Las instalaciones fabriles sufrieron altibajos dependiendo de la suerte de España en las numerosas guerras que mantuvo con otras naciones europeas y de la situación económica del país.

Tras la Guerra de Sucesión (1701-1714), al igual que le ocurrió a Cartagena, estas fábricas pasaron por otro largo periodo de gran expansión.

Los descendientes de Jorge de Bande continuaron dirigiendo las instalaciones de Liérganes y La Cavada, hasta que en 1759 Carlos III revocó los privilegios concedidos. La fundición fue intervenida y expropiada y se convirtió en Real Fábrica en 1763. La Corona compensó a los propietarios con una importante cantidad de dinero.

Cañón fabricado a finales del siglo XVIII expuesto en el Museo de la Real Fábrica de Artillería de La Cavada. Este pequeño pero cuidado museo mantiene vivo el recuerdo de la que fue la más importante fábrica de cañones de España. El cañón es de los llamados de a 48 libras. Pesa unos 3.000 Kg y, tras una adecuada restauración, está de nuevo operativo.
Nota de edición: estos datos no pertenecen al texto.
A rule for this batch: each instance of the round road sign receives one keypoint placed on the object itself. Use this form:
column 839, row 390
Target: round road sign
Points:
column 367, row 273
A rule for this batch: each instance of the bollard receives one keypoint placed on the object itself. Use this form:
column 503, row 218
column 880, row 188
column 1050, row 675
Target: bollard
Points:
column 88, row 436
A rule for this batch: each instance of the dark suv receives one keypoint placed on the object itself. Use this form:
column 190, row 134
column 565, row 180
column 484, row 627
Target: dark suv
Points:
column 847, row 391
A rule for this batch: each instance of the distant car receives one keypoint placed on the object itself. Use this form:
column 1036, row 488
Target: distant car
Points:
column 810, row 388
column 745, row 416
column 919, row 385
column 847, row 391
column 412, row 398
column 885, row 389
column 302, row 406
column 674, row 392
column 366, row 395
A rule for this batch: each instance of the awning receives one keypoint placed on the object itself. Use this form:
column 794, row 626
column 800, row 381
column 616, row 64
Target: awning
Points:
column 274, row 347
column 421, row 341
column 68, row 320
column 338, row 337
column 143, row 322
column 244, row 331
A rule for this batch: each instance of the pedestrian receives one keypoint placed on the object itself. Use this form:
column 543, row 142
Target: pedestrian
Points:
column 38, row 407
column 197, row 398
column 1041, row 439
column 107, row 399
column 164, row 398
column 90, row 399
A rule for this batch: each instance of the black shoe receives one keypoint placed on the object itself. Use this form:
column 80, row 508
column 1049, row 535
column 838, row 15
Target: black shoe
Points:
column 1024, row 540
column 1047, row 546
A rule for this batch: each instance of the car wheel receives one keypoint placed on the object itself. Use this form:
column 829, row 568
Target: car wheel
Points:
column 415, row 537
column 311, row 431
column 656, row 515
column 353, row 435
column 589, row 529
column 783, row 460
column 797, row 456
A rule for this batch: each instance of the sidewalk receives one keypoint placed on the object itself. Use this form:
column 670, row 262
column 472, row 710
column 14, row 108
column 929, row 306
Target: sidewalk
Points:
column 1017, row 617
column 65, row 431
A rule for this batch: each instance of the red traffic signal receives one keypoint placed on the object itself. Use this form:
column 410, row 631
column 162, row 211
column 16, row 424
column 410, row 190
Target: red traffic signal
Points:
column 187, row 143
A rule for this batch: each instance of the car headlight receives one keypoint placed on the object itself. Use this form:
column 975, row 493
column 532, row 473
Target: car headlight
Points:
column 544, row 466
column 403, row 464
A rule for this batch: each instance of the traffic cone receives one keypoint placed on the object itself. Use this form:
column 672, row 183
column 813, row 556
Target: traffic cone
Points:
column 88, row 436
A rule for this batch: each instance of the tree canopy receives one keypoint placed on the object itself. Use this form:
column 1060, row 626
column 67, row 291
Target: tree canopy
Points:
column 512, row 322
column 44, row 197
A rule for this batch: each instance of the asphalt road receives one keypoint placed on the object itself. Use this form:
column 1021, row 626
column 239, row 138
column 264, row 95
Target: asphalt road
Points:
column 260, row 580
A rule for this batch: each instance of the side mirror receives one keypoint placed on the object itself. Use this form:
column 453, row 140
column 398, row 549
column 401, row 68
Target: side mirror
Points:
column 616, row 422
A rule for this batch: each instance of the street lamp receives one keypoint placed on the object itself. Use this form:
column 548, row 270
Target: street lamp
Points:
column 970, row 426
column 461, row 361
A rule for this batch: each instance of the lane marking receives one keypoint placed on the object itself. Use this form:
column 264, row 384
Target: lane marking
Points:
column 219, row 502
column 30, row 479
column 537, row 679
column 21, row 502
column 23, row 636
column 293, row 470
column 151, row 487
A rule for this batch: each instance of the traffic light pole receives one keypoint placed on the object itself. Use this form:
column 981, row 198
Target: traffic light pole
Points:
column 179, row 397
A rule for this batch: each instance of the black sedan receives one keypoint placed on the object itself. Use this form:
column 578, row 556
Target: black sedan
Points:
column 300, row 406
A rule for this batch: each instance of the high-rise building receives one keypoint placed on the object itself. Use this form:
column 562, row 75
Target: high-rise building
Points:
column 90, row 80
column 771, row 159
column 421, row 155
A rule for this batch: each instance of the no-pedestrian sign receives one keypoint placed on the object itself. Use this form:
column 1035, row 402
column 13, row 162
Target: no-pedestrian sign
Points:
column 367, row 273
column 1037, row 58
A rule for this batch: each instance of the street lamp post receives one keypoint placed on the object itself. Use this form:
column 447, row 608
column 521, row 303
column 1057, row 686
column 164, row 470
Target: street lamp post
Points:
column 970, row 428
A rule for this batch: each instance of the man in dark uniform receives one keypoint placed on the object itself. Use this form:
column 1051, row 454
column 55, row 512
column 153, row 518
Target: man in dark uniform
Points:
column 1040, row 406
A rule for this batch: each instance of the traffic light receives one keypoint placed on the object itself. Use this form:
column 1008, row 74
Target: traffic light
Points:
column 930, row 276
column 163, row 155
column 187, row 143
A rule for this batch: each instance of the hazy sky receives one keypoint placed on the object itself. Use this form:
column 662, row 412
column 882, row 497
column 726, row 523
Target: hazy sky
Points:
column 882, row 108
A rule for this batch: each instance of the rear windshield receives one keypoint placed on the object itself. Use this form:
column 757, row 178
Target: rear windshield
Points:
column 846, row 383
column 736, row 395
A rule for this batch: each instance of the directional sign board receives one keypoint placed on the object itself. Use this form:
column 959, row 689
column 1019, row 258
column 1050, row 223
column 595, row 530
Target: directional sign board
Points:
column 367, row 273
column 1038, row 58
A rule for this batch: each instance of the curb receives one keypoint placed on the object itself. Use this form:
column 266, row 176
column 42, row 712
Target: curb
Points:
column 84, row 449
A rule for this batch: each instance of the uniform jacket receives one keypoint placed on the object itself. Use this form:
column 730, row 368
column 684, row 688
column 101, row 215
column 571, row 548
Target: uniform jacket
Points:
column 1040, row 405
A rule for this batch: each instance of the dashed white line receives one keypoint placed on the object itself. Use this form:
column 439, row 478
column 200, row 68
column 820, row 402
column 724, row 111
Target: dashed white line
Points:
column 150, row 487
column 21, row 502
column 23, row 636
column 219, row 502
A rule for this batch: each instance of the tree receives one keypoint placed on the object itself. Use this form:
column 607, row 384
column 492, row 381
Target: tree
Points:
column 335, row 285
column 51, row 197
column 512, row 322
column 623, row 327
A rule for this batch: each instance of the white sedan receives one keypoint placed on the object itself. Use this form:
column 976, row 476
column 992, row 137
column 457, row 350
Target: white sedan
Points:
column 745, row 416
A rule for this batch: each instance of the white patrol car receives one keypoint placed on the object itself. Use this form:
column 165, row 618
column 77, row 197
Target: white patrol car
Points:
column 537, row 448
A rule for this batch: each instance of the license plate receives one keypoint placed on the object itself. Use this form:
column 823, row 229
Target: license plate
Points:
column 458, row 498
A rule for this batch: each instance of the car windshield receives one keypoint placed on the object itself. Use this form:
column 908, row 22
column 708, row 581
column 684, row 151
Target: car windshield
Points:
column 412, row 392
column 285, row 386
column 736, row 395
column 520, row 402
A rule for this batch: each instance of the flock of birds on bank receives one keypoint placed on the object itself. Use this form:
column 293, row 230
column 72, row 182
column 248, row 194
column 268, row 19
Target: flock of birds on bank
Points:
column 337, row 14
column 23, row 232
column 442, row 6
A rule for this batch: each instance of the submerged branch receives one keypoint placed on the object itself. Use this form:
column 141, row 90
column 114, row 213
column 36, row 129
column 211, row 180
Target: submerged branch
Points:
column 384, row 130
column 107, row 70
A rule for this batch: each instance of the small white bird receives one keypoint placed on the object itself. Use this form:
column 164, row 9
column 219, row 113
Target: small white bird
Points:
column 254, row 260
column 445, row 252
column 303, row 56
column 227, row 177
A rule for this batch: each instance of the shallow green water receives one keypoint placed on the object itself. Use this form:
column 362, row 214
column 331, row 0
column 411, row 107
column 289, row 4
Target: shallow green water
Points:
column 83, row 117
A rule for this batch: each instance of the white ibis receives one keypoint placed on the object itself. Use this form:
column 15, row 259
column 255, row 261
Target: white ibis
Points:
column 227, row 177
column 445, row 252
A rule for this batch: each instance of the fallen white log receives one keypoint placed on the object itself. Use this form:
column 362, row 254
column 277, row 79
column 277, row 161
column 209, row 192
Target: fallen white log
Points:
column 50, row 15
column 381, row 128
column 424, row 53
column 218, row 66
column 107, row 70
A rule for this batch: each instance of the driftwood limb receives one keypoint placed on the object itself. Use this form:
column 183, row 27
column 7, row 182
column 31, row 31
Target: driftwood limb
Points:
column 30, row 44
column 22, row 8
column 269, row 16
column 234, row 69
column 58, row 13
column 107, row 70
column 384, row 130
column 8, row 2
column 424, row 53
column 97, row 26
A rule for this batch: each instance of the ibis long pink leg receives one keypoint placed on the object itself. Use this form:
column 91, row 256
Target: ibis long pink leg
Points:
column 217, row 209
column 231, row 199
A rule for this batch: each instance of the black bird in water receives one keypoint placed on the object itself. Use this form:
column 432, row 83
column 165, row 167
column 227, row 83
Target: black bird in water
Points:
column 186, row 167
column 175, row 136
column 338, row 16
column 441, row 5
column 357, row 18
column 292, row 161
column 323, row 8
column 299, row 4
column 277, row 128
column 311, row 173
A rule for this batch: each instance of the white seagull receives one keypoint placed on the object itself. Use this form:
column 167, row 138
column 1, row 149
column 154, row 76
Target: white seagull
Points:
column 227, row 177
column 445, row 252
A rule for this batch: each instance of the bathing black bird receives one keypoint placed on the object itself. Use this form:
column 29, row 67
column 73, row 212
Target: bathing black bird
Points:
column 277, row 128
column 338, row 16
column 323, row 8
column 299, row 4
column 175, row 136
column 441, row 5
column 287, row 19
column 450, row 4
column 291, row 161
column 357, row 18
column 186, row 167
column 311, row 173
La empresa nacionalizada tuvo problemas en la gestión y las directrices y los experimentos técnicos del Cuerpo de Artillería del Ejército en las instalaciones de La Cavada no tuvieron éxito. Por eso, en 1781 se encomendó al Ministerio de Marina la dirección de dicha fábrica. Se volvió a los antiguos métodos de fundición anteriores a la expropiación y se consiguieron buenos resultados. Se realizaron también numerosos ensayos para mejorar la tecnología disponible, en particular usando carbón de coque, pero no llegaron a alcanzar el éxito deseado. La fábrica de Liérganes se cerró en 1795, tras 160 años de actividad.

El declive de la Real Fábrica de Artillería coincide con el de la marina española tras la batalla de Trafalgar (1805). La Guerra de Independencia (1808-1814) agravó este declive. Una vez finalizada, se intentó volver a fundir cañones, pero por diferentes razones, sobre todo logísticas, con poco éxito.
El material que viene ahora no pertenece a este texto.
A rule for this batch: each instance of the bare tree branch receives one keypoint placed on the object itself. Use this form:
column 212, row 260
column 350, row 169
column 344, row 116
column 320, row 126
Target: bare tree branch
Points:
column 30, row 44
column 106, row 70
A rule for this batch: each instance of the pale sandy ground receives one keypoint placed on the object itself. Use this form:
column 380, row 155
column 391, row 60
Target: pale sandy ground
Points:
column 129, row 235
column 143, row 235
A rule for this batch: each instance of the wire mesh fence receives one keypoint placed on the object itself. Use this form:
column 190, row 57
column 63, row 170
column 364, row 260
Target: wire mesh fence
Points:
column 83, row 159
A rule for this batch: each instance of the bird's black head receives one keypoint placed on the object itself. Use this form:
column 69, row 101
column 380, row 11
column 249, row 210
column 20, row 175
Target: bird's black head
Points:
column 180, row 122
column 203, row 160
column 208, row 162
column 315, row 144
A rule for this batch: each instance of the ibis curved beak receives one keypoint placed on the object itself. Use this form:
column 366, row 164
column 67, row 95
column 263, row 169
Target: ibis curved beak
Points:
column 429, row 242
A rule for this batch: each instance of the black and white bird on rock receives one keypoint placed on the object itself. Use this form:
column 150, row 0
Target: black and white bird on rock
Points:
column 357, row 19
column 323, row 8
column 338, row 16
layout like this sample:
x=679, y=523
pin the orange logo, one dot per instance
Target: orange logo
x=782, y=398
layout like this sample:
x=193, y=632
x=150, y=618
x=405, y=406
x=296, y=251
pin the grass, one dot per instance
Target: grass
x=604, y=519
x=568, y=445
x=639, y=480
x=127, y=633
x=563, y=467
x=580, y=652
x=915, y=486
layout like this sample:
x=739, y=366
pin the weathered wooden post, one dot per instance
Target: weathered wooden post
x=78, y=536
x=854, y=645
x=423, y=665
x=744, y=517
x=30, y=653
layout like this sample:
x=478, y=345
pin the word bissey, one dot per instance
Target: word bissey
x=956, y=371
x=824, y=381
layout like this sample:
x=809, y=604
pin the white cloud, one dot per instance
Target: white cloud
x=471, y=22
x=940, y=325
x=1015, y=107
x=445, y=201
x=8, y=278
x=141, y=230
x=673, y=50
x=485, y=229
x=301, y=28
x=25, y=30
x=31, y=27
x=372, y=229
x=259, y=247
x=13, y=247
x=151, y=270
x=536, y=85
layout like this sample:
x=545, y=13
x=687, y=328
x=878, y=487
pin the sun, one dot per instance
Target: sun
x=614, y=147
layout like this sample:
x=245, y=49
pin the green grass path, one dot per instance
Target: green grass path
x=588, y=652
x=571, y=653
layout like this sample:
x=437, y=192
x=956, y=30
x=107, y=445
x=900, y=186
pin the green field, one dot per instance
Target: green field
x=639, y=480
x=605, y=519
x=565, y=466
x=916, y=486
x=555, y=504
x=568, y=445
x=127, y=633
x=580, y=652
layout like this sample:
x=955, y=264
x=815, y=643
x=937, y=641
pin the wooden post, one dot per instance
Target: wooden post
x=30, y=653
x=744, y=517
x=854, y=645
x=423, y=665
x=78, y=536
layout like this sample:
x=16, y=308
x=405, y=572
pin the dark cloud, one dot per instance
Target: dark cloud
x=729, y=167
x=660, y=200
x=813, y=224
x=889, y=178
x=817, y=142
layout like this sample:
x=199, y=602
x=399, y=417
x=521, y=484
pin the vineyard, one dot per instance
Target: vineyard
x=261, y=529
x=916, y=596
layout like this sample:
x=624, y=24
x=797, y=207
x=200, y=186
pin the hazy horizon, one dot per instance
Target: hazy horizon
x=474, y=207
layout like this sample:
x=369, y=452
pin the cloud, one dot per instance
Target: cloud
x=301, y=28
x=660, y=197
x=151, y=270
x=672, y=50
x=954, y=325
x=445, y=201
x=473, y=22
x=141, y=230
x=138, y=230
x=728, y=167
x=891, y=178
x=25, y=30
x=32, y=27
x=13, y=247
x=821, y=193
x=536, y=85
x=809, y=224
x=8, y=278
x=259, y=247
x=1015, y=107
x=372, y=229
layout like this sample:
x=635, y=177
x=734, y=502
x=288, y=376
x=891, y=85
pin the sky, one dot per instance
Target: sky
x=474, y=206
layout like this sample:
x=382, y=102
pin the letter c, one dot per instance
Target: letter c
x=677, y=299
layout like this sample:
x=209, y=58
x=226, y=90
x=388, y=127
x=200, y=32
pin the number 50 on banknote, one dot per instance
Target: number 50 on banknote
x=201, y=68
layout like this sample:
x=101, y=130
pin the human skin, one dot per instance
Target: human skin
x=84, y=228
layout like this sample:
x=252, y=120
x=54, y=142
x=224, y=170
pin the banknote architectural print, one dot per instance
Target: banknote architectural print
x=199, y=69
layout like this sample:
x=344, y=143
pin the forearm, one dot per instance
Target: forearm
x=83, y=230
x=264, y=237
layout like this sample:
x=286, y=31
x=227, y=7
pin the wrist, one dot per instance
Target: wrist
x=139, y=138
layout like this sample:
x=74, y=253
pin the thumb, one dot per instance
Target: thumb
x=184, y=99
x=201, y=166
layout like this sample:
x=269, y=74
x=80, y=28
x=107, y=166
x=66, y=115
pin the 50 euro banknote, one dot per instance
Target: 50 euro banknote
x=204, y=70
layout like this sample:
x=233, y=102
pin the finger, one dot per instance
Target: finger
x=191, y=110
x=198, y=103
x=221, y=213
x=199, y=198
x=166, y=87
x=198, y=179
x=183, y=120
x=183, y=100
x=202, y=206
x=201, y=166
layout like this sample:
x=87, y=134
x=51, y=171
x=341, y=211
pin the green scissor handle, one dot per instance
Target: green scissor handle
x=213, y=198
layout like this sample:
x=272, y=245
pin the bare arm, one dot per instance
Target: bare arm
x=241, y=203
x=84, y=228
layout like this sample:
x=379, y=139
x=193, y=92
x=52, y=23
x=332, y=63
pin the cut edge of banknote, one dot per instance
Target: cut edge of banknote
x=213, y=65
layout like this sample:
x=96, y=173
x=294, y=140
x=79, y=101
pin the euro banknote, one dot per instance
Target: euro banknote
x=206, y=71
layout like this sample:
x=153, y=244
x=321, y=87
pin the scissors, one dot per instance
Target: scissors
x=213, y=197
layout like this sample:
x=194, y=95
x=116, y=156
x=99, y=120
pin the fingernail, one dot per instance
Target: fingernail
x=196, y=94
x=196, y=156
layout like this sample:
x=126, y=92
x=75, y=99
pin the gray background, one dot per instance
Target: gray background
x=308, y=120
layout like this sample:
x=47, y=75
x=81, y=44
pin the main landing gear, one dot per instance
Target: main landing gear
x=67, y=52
Un fracasado intento de privatización, la guerra carlista y una gran inundación provocaron que en 1835 se cerrara definitivamente la fábrica de La Cavada. Se ponía punto final a más de dos siglos de actividad industrial que en muchos momentos fue tecnológicamente puntera.

En Filipinas, en toda América, en España y por supuesto en Cartagena, muchos de los cañones de las fortificaciones que aún hoy dan testimonio de la historia del imperio español, fueron fundidos en Liérganes y La Cavada. En el fondo del mar, en los pecios de numerosos barcos, yacen bastantes de los más de 26.000 cañones que, junto a municiones y otros elementos militares y civiles, se fundieron en Cantabria.
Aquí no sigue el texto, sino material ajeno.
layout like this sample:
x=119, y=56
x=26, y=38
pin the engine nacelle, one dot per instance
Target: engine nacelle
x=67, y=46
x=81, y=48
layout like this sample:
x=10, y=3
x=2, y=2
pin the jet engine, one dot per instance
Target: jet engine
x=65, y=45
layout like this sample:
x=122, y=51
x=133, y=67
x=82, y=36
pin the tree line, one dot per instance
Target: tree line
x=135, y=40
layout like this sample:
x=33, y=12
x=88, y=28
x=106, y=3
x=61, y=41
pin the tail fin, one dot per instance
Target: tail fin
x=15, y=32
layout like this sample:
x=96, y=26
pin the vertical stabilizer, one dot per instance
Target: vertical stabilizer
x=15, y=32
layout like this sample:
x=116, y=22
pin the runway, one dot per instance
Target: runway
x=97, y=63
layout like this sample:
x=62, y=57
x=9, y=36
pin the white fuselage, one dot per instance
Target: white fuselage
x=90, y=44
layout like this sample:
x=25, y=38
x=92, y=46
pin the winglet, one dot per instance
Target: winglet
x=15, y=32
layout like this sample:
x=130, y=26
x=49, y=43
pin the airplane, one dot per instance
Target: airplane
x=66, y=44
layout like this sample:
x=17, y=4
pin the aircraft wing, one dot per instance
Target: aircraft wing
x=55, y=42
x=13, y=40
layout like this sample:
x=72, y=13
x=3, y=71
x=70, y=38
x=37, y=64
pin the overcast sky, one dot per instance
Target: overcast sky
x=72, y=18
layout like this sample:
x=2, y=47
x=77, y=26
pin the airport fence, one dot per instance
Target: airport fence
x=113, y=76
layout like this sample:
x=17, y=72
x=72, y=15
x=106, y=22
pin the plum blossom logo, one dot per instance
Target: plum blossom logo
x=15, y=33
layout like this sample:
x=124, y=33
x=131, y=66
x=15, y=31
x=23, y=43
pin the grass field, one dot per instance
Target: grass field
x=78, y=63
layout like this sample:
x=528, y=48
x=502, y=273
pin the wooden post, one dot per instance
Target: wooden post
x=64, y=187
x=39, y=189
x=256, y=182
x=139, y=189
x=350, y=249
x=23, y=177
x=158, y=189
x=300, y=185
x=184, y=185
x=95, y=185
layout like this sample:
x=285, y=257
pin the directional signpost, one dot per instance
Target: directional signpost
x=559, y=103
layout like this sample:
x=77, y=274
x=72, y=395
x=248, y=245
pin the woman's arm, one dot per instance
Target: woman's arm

Arco de Carlos III. Era la entrada al recinto de la Real Fábrica de Artillería de La Cavada. Fue declarado Bien de Interés Cultural en 1985. Fuente: Museo de La Cavada.
Bibliografía y enlaces
La Real Fábrica de Artillería de La Cavada. José Manuel Maza Uslé. Ediciones Estudio. Santander 2007
Orígenes y fundación de las fábricas de Liérganes y La Cavada. José Manuel Maza Uslé. Revista ASCAGEN Nº1 Primavera 2009
http://www.ascagen.es/revista/Revista_ASCAGEN_N_1.pdf
Real Fábrica de Artillería de La Cavada (Web del Museo)
http://lacavada.es/
Real Fábrica de Artillería de La Cavada (Documental de TVE Cantabria)
https://www.youtube.com/watch?v=0oGbMl74fUQ
Real Fábrica de Artillería de La Cavada (Wikipedia)
http://es.wikipedia.org/wiki/Real_F%C3%A1brica_de_Artiller%C3%ADa_de_La_Cavada
El Arsenal de Cartagena
https://haciendariquelmeblog.blogspot.com/2013/07/el-arsenal-de-cartagena.html

2 respuestas a «Cartagena y la Real Fábrica de Artillería de La Cavada»

  1. Gran artículo en todo, sí señor. Matrícula de honor. De lectura obligatoria.
    Además, y aunque ya los leí, he vuelto a bucear en lo que ha publicado este señor y no tengo palabras. Maravilloso todo, aleccionador, algo muy bien hecho.
    Deberían ser textos obligatorios en coles y en universidades.
    Aplausos al autor y a esta web por publicarlos.